2. Crash Test Dummies

A crash test dummy is built from materials that mimic the physiology of the human body, coming in different sizes for males, females, and children.

The real job of a dummy is to get the findings which are not possible to find from a real damaged human body.

It has 3 kinds of equipment to gather data:

  • Accelerometers: These devices measure the acceleration in a particular direction. It is used to check the probability of the injury and the sight of the injury.
  • Load sensors: They measure the amount of force on different body parts during a crash.
  • Motion sensors: Placed in dummy’s chest, they measure how much the chest deflects during a crash.

3. Crash Test Ratings

There is a lot of research that went to define the injuries so that the safety of the car could be rated. The car is basically rated in three scenarios based out of 1-5:

-Frontal Crash

It is given for the driver and side passenger, separately, based on the injuries to the below parameters.

  •  Head Injury Criteria (HIC)
  • Chest deceleration
  • Femur load

10% or lower chance of serious injury reflects a 5-star rating.

46% or greater chance of serious injury reflects a 1-star rating.

-Side Crash

Side impact affects the following parameters.

  •   Thoracic Trauma Index (TTI)
  • Lateral Pelvic Acceleration (LPA)

10% or lower chance of serious injury reflects a 5-star rating.

26% or greater chance of serious injury reflects a 1-star rating.

Organizations

Most of the car manufacturers use different quality materials for the same model in a different country. It becomes all-the-more important that every country has its own standardized assessment program.

A New Car Assessment Program is a government car safety program tasked with evaluating new automobile designs for performance against various safety threats.

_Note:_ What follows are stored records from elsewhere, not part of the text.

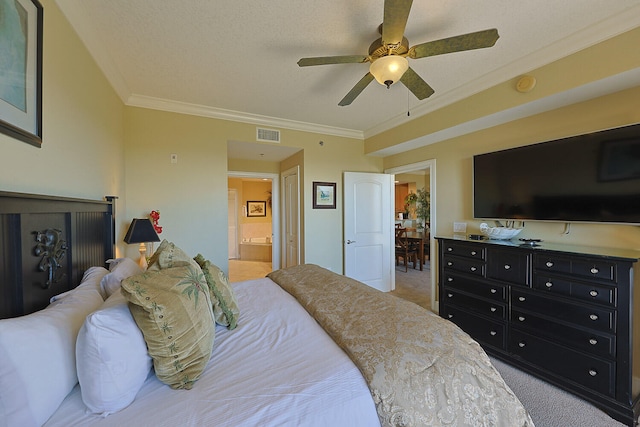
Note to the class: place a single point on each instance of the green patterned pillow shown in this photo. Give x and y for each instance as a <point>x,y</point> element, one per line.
<point>173,310</point>
<point>225,305</point>
<point>168,255</point>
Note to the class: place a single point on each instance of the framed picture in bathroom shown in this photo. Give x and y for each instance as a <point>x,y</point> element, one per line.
<point>256,208</point>
<point>324,195</point>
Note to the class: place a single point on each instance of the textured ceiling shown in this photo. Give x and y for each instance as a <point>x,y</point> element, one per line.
<point>237,59</point>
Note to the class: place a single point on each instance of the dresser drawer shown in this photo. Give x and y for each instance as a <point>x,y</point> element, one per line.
<point>591,342</point>
<point>590,268</point>
<point>508,265</point>
<point>596,293</point>
<point>483,330</point>
<point>470,266</point>
<point>589,371</point>
<point>471,303</point>
<point>588,316</point>
<point>466,250</point>
<point>490,291</point>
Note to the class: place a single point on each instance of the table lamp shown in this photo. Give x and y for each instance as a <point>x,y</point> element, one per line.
<point>141,231</point>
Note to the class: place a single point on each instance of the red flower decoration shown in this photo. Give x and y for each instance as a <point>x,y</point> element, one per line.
<point>155,217</point>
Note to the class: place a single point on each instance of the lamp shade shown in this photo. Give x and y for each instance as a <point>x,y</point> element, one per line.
<point>141,231</point>
<point>389,69</point>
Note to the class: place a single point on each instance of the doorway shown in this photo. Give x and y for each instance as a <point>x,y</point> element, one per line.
<point>427,171</point>
<point>254,224</point>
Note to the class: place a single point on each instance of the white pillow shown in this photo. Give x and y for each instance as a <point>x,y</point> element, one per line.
<point>119,269</point>
<point>38,357</point>
<point>112,358</point>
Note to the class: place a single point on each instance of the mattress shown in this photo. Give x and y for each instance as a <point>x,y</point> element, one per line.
<point>278,367</point>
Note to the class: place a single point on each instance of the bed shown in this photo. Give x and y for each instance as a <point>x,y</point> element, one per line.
<point>301,347</point>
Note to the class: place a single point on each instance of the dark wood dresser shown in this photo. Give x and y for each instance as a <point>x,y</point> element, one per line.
<point>563,313</point>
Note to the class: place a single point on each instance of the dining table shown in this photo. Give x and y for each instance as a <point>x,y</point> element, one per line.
<point>419,238</point>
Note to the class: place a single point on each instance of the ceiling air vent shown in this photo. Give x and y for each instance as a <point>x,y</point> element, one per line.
<point>267,135</point>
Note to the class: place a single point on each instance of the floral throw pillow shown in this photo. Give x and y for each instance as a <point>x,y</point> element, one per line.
<point>225,305</point>
<point>173,310</point>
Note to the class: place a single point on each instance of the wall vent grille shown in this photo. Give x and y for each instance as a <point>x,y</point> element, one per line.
<point>267,135</point>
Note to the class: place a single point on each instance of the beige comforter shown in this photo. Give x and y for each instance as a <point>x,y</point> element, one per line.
<point>422,370</point>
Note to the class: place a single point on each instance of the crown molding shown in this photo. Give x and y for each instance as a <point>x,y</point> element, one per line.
<point>576,42</point>
<point>238,116</point>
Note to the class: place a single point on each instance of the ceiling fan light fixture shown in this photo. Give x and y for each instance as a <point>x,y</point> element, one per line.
<point>389,69</point>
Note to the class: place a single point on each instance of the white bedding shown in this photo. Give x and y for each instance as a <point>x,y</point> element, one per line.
<point>278,367</point>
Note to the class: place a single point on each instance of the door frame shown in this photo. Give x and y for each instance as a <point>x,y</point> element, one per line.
<point>431,165</point>
<point>295,170</point>
<point>275,209</point>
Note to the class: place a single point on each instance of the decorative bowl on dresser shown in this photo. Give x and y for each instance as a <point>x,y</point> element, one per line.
<point>563,313</point>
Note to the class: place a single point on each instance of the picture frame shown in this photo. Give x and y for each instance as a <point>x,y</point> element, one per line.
<point>324,195</point>
<point>21,94</point>
<point>256,208</point>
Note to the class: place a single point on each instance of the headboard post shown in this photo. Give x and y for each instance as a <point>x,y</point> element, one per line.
<point>80,234</point>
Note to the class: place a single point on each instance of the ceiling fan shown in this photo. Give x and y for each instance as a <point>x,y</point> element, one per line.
<point>388,54</point>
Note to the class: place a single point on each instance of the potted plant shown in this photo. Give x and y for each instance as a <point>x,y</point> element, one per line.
<point>423,208</point>
<point>409,203</point>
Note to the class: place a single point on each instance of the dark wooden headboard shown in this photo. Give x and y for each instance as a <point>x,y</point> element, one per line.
<point>46,245</point>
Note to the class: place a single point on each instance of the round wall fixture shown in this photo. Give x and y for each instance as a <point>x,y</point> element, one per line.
<point>526,84</point>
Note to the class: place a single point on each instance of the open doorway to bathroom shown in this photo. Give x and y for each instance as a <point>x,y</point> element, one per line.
<point>253,219</point>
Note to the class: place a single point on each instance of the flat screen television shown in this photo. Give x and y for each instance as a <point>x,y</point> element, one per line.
<point>587,178</point>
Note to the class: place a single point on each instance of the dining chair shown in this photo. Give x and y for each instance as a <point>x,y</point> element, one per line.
<point>404,249</point>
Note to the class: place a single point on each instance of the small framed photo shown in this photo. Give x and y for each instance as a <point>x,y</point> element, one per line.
<point>256,208</point>
<point>324,195</point>
<point>21,70</point>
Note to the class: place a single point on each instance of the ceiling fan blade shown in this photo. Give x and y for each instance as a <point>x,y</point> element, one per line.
<point>416,85</point>
<point>396,13</point>
<point>355,91</point>
<point>477,40</point>
<point>325,60</point>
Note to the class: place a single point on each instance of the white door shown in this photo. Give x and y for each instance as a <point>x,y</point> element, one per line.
<point>291,218</point>
<point>368,229</point>
<point>233,223</point>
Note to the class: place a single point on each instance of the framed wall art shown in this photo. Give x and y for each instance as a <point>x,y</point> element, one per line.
<point>21,74</point>
<point>255,208</point>
<point>324,195</point>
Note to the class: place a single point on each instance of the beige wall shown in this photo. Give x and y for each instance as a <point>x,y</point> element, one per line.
<point>93,146</point>
<point>191,195</point>
<point>82,152</point>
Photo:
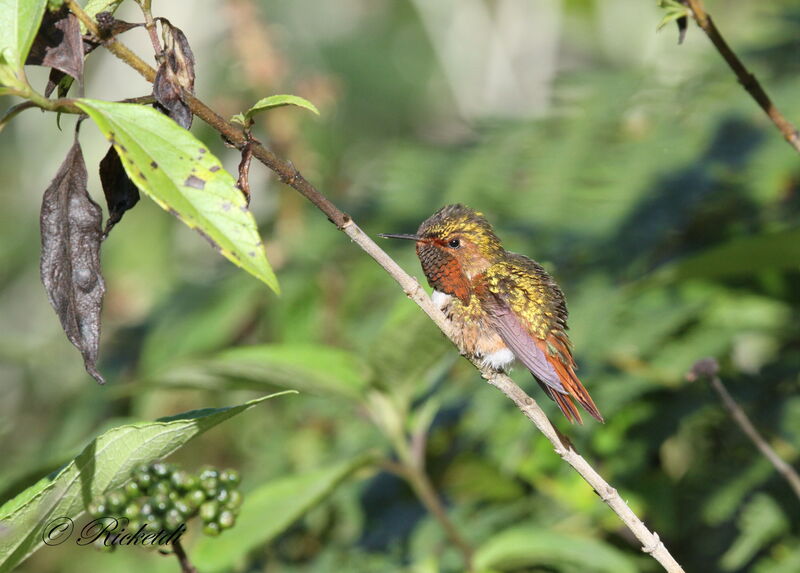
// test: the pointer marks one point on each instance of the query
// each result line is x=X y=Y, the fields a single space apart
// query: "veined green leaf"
x=19 y=22
x=178 y=172
x=104 y=464
x=271 y=102
x=269 y=510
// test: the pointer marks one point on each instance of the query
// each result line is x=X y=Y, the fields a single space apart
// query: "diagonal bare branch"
x=747 y=79
x=289 y=175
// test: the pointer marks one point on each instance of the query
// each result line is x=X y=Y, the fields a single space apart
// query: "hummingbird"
x=504 y=306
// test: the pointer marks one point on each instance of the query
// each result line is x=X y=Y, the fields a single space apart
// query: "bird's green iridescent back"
x=530 y=293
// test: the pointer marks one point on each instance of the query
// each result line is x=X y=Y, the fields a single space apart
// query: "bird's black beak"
x=400 y=236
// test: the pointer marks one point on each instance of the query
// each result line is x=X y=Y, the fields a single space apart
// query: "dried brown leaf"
x=121 y=193
x=175 y=74
x=70 y=265
x=58 y=44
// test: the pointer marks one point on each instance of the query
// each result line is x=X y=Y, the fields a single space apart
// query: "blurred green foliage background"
x=636 y=170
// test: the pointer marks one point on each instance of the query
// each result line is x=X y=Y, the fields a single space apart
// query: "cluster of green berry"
x=161 y=496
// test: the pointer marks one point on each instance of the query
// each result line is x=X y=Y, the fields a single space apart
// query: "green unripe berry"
x=183 y=508
x=234 y=499
x=132 y=510
x=196 y=497
x=160 y=488
x=160 y=469
x=230 y=476
x=207 y=472
x=161 y=503
x=209 y=511
x=210 y=485
x=226 y=519
x=183 y=480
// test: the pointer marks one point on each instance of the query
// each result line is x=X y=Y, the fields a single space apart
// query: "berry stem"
x=183 y=559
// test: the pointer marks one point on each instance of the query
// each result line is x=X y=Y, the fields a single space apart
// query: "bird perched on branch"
x=503 y=305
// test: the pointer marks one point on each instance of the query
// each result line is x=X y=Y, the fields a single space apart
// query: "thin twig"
x=747 y=79
x=708 y=368
x=183 y=559
x=292 y=177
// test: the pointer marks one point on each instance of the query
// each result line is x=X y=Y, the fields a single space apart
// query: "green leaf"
x=308 y=367
x=271 y=102
x=104 y=464
x=19 y=22
x=271 y=509
x=178 y=172
x=528 y=546
x=762 y=521
x=744 y=255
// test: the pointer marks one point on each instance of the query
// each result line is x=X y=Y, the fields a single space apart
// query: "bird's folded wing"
x=521 y=343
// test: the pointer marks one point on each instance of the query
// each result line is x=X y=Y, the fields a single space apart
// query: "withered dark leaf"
x=109 y=26
x=70 y=265
x=176 y=73
x=58 y=44
x=121 y=193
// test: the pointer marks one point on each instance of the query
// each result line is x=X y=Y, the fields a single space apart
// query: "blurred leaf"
x=407 y=333
x=269 y=510
x=104 y=464
x=120 y=192
x=70 y=262
x=273 y=102
x=178 y=172
x=19 y=22
x=528 y=546
x=471 y=478
x=727 y=496
x=200 y=320
x=761 y=521
x=740 y=256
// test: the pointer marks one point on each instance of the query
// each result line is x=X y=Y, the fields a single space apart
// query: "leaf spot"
x=195 y=182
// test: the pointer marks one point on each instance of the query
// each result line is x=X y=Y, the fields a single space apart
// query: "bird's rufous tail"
x=561 y=359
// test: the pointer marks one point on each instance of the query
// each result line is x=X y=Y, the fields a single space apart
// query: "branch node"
x=347 y=221
x=653 y=546
x=608 y=494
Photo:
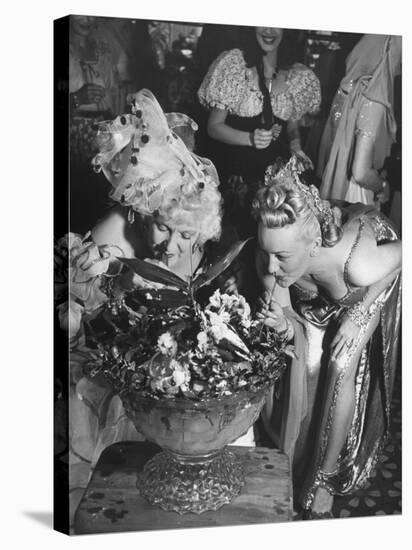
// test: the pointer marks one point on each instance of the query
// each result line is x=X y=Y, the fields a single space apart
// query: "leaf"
x=165 y=297
x=154 y=273
x=219 y=266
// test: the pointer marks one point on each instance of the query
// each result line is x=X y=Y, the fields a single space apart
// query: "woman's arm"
x=113 y=229
x=362 y=169
x=376 y=289
x=373 y=263
x=219 y=130
x=293 y=132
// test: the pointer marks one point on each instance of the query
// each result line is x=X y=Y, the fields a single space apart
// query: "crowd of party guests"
x=335 y=257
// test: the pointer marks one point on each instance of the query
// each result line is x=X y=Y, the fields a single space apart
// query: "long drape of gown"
x=297 y=422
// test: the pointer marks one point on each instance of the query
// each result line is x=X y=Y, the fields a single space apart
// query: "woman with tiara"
x=332 y=276
x=361 y=127
x=169 y=212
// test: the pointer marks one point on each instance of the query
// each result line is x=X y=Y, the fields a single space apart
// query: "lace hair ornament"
x=289 y=173
x=160 y=168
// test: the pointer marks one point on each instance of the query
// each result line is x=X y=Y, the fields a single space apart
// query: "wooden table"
x=112 y=502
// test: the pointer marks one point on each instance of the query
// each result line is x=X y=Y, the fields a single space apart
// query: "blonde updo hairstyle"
x=201 y=209
x=283 y=203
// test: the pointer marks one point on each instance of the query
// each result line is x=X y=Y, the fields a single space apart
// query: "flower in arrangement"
x=168 y=376
x=167 y=344
x=174 y=342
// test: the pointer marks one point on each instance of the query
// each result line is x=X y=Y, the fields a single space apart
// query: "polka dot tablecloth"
x=382 y=494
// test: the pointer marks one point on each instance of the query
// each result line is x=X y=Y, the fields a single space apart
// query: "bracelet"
x=288 y=333
x=75 y=103
x=361 y=316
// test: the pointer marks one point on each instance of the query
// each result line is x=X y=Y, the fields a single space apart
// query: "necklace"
x=269 y=80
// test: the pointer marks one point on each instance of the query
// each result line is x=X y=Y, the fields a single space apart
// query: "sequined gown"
x=310 y=394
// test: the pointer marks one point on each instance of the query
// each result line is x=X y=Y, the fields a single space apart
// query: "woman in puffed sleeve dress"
x=256 y=97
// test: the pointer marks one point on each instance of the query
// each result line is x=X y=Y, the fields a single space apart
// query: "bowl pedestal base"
x=191 y=484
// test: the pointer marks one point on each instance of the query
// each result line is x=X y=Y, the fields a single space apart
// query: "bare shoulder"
x=369 y=262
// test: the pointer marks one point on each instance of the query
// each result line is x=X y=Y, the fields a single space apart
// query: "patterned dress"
x=311 y=394
x=232 y=86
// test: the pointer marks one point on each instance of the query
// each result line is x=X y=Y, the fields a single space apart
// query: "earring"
x=196 y=246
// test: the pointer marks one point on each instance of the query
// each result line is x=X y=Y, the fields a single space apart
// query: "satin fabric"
x=297 y=419
x=370 y=72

1. U.S. NCAP – United States New Car Assessment Program

2. IIHS – Insurance Institute for Highway Safety

3. ANCAP – Australasian New Car Assessment Program

4. JNCAP – Japan New Car Assessment Program

5. Euro NCAP – European New Car Assessment Program

6. KNCAP – Korean New Car Assessment Program

7. C-NCAP – China – New Car Assessment Program

8. Latin NCAP – Latin New Car Assessment Program

9. ASEAN NCAP – New Car Assessment Program for Southeast Asia

10. Global NCAP – Global New Car Assessment Program

11. BNVSAP – Bharat New Vehicle Safety Assessment Program

 

Conclusion

According to Japan Road Safety report, the number of traffic deaths per 100 000 inhabitants in Japan has fallen by 57% between 2000 and 2017. In 2017, 3.5 traffic deaths per 100 000 inhabitants were recorded compared to 13.4 in 2000.

Coming from a place where accidents meant a disability or fatality, we have come a long way.

From figuring out the crumple zone in 1971 to finding side curtain airbags in 98′, and advanced frontal airbags in 2004, the vehicles are now safer than ever.

All credit goes to the national/ global assessment program’s (NCAP) rating systems and car manufacturers who put their heart and soul to make those vehicles luxurious, powerful, elegant but most importantly: SAFE.